For organizational leaders

Message for organizational leaders

You believe in a private sector solution for solving poverty.

So do we.

Social enterprise is said to be the “silver bullet” of sustainable development for the 21st century, but how do you make it succeed? And how do you make it sustainable?

These are great questions. As you’ve no doubt discovered by now, this “silver bullet” is not without its problems.  Here’s our Top Ten list of the problems you may have to solve in order to fulfill your mission and create a self-sustaining business in the developing world.


“We can’t find good people.”

We often hear this lament: We just can’t find decent sales people or sales managers. Most social enterprises, as well as many businesses in developed nations across the globe, lack the money to attract top talent.  Something other than money must draw people to you. And, most importantly, you must have the internal capability to train them to succeed at their job.

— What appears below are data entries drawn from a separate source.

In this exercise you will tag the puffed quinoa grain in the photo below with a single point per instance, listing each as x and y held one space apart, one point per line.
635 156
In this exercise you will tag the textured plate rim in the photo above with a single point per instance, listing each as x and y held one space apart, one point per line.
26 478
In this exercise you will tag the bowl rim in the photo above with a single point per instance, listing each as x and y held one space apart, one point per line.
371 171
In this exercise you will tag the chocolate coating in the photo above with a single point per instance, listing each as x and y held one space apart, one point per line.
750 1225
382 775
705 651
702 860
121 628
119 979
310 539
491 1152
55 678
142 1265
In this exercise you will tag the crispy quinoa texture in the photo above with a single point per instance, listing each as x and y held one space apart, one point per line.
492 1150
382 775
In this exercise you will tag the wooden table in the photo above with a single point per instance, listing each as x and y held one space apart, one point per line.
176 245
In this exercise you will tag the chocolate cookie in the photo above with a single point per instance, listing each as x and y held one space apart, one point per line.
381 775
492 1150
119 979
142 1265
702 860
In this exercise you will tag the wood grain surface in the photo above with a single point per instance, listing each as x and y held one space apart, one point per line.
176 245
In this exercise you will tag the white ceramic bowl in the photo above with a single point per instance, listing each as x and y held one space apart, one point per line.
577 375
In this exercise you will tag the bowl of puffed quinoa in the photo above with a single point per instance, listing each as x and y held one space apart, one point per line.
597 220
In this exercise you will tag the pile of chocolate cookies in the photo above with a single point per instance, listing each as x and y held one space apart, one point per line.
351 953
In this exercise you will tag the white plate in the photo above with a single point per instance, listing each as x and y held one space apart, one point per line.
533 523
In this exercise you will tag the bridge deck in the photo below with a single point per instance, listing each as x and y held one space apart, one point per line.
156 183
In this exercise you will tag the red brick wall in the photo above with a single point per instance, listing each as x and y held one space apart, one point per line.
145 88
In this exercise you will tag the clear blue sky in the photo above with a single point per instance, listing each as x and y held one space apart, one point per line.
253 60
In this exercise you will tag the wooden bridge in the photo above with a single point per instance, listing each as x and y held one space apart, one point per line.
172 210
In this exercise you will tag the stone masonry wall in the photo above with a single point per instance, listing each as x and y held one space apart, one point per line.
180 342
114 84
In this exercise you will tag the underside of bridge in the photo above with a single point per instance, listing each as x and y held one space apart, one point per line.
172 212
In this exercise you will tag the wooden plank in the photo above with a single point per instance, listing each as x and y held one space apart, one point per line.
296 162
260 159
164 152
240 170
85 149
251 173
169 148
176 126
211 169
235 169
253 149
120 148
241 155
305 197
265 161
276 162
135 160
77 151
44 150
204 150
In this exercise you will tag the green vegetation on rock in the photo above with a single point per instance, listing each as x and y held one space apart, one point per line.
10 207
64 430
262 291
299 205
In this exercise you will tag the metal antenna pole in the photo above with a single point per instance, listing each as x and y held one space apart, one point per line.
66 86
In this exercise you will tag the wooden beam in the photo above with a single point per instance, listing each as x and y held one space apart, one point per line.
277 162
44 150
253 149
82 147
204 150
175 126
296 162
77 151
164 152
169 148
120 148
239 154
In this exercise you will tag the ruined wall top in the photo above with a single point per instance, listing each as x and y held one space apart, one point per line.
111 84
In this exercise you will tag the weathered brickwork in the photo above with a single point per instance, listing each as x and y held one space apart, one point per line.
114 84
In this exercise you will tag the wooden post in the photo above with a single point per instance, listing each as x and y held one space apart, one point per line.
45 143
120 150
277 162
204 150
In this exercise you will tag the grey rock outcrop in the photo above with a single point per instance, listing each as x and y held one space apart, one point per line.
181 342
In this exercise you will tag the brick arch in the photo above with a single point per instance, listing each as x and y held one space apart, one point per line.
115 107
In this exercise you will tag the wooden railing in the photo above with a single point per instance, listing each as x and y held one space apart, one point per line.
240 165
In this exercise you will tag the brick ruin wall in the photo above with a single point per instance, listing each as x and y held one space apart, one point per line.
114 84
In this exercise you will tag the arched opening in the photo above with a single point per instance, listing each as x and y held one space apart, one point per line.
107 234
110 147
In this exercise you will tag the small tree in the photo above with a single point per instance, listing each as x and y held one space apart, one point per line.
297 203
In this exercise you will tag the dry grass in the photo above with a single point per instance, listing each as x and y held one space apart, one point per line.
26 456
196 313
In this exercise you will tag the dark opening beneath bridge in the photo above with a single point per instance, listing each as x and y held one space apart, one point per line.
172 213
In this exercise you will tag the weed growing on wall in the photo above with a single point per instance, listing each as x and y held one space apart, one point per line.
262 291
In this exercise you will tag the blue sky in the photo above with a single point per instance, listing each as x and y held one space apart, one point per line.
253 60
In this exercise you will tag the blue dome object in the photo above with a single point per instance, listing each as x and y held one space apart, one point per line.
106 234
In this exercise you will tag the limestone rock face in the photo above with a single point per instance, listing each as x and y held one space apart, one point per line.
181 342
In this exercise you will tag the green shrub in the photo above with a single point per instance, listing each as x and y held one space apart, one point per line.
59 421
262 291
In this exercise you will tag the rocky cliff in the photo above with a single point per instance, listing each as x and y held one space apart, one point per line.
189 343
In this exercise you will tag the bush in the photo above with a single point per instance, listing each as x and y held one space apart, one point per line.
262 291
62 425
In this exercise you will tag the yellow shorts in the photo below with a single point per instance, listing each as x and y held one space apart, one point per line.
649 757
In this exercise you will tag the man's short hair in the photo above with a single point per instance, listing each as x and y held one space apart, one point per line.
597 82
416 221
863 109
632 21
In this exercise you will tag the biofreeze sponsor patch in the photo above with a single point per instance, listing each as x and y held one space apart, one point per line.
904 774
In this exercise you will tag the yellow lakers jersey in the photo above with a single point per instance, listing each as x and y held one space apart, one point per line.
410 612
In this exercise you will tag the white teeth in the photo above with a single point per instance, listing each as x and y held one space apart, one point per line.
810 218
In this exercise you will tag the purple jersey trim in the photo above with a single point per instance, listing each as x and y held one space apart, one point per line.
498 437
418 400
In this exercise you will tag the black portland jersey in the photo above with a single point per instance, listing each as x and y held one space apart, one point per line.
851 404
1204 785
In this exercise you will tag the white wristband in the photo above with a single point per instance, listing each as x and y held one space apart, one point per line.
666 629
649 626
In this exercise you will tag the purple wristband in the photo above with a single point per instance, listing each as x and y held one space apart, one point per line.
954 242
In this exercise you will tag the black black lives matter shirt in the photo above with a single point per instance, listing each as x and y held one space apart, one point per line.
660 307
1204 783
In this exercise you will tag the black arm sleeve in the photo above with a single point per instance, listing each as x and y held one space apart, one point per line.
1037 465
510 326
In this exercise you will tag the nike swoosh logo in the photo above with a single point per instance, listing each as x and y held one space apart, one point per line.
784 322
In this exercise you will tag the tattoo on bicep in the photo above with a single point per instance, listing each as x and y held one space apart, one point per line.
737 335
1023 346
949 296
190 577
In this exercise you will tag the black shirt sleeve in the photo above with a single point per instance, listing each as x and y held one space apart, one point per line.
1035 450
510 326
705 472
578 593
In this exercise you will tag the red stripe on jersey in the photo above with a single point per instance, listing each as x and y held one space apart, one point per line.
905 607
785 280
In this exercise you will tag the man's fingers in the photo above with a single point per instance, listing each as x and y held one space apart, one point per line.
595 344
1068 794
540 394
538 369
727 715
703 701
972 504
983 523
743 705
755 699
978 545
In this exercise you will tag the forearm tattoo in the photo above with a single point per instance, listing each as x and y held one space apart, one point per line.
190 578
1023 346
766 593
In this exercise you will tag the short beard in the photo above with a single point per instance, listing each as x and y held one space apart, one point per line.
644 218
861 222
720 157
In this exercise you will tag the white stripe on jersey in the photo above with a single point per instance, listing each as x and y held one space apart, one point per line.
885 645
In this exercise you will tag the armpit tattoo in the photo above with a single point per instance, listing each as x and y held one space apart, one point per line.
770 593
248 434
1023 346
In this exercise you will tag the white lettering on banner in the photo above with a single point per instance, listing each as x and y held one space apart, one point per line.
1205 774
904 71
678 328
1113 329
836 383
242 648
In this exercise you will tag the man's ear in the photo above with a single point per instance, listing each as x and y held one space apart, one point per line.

Lack of a detailed, structured sales process.

Most social enterprise organizations simply don’t understand how to sell and how to create a sales organization.  So, they leave people to “figure it out” on their own.  This nearly always results in shoddy, deceitful, and misleading sales practices.

Inadequate training in sales and sales management.

Lots of money is wasted in poor sales training and ineffective field sales management.  Organizations fail to develop a selling process that’s effective for them and their customers, and they fail to develop a sales management process that can develop and train people to succeed.  What they offer local people is not compelling, and they wind up with many uncommitted and untrained people.  It’s a recipe for sales mediocrity and mission failure.

Irrelevant messaging to the end user.

The mission of the sponsoring organization becomes the focus of the sales presentation, but it completely misses the audience. An example of this is an organization whose mission is to reduce carbon emissions. This isn’t a subject that a villager in Uganda cares about, at least not for his or her immediate needs.

Product-led selling.

We have never yet found a developing world business that was not engaged in product-led selling.  This is an approach to selling in which salespeople greet any show of interest with a lecture about product features and benefits.  Nearly everybody appears to think this is what selling is! It is probably the greatest mistake made in selling anywhere, but, in the developing world, it truly reaches epic proportions.

Each manager’s team size is too large!

Salespeople require individual attention and support. You cannot manage people in groups or treat everyone the same and expect high performance. The larger a manager’s team, the greater the odds of mediocrity and failure.  And sales failure in the developing world equates to people in need not receiving the help they deserve.

Inadequate and even offensive compensation.

If a social enterprise is run by people who have not made a living by selling, the organization invariably tends to undervalue the very hard work that it takes to sell, day after day, and to keep knocking on doors.  They pay too little and are disappointed when people fail to give the commitment needed to succeed.  People quit, leaders are disappointed, and nothing changes. A low-paying commission structure will win you workers who can’t find any other job, or who have multiple jobs, but it won’t attract and retain the people who can really help you succeed.

Lack of visible and attractive career paths.

Without vision, the people perish.   Your salespeople – both prospective and current – need a visible path into your organization that is attractive and that promises enough compensation that they will commit to your mission and its requirements.  People hang onto several jobs to ensure that they will have income.  If you can show them that there’s a ladder to climb, and rewards to attain, you will secure the commitment of time and energy that it takes to build a successful sales force.

Excess sensitivity to local culture.

Ex-pats understandably fear imposing Western culture over local practices. Certainly, it’s important to respect the country you’re in and be sensitive to cultural practices. But we find many organizations compromising sensible strategies and effective practices in the name of cultural sensitivity. Perhaps you’ve found that aspects of the local culture are hindering your business success. How can you solve this without “Westernizing” your employees or customers?

Believing that poor people don’t have money to buy your products.

We saved this one for last, because it’s the big one. The myth that poor people don’t have enough money to buy products causes well-intentioned groups to make really bad decisions on sales strategy. They spend inordinate amounts of time and effort creating consumer financing, subsidizing sales, and offering discounts or buy-now-pay-later options. Such schemes often create more problems than they solve.


These are the top problems we encounter in working with social enterprises in the developing world.